Reuters

The fight to create a faster, more convenient car-share.

Which taxi alternative will dominate cities of the future may come down to who develops the best software. Right now, Lyft and Uber are two sides of the same ride-sharing coin: Lyft brands itself as a "sharing" experience, reminding its users that their driver is just an average Joe with time to drive you around for money. They’re essentially cab drivers, but they obey instructions from the cloud instead of a human dispatcher, and can work as they please. Uber focuses on the ride itself—the convenient and even luxurious experience of getting a car and driver exactly when you want them.

But as Marcus Wohlsen points out in Wired, the technology behind the apps is key to the services' success, and it needs to improve.
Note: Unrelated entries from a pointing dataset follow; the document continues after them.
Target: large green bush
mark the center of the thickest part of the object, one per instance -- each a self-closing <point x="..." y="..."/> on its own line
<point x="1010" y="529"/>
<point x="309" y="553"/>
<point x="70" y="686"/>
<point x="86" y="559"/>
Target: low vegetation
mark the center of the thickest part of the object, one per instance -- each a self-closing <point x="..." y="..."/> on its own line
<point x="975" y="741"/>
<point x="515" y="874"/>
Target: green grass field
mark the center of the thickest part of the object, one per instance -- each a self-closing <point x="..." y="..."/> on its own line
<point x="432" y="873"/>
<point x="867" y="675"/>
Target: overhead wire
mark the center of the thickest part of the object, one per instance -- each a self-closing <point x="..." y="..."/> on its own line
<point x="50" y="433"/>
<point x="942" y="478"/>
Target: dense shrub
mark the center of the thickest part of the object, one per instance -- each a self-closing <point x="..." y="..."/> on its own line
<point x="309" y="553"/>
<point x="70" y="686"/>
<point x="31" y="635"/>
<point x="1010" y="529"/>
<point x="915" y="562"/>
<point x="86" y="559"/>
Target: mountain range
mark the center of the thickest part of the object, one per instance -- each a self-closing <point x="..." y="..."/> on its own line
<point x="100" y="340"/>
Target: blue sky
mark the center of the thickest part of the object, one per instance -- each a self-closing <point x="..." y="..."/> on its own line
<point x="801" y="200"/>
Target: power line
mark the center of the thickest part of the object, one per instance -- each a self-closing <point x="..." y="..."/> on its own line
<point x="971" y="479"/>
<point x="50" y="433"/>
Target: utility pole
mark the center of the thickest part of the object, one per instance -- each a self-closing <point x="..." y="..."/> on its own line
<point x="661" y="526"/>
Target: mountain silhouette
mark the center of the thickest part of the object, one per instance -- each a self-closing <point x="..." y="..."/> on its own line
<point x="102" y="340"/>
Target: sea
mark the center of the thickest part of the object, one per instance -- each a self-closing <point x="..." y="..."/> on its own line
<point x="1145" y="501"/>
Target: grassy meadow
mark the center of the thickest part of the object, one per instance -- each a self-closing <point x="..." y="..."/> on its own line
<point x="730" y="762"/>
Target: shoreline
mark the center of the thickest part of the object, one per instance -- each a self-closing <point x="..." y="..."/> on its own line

People use Uber and Lyft because they’re convenient, and whichever service can offer even more convenience—faster service, that is—will probably win favor in more cities than the one that lags.

Lyft's new VP of data science, Chris Pouliot, previously led the data analysis team at Netflix, which is known for utilizing the heck out of its user data. He's got big plans for Lyft, too. "We can use data to provide more accurate [estimated times of arrival] when a passenger requests a ride, to set high expectations and provide a better user experience," Pouliot told VentureBeat in December. "The success or failure of the business is highly correlated to how the company uses data." He also hopes to make an algorithm that predicts the likelihood that someone nearby will need a car in the next three minutes. That way, each individual is sent a ride that’s convenient for them as well as the entire user base. The drivers-as-friends shtick might get a software boost, too: Pouliot imagines that a Facebook connection could tell passengers about interests they have in common with their driver.

Uber has a current job listing for a "leading data scientist," so it could be that they're still trying to get their own Pouliot-level analytics whiz.